Did you ever find a resolution? I have the same problem.
thanks
Grr as well as bump. Same problem also.
As a sidenote when fiddling around with nic's they can sometime "disappear" but can be shown again with the KB:
VMware KB: Removing hidden or ghosted devices from a Windows virtual machine
ye olde...
Ooops: There seems to be a description and some solutions here: http://kb.vmware.com/selfservice/microsites/search.do?language=en_US&cmd=displayKC&externalId=102007...

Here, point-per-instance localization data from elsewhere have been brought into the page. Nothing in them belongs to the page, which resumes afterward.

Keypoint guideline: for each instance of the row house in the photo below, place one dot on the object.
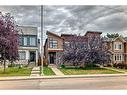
(28, 45)
(54, 46)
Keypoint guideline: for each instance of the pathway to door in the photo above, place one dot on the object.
(56, 70)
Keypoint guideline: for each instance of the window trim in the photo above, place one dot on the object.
(35, 41)
(116, 45)
(28, 40)
(118, 57)
(51, 46)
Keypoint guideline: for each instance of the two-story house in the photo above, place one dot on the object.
(54, 45)
(28, 50)
(118, 49)
(52, 48)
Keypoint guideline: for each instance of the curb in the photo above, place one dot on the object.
(61, 77)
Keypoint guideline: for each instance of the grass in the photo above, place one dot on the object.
(124, 70)
(48, 71)
(15, 71)
(87, 70)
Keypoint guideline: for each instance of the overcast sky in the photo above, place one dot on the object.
(24, 15)
(79, 19)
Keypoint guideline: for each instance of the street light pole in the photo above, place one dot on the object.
(41, 41)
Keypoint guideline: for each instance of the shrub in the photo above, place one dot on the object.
(11, 65)
(91, 65)
(120, 65)
(62, 66)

I'll try them out with my win2008r2 box.
We also had this same issue with deploying VMs from Windows 2008 R2 SP1 templates with multiple NICs, specifically NICs of type vmxnet3. Installing the Windows hotfix for 2008 R2 SP1 mentioned in the VMware KB article resolved the problem.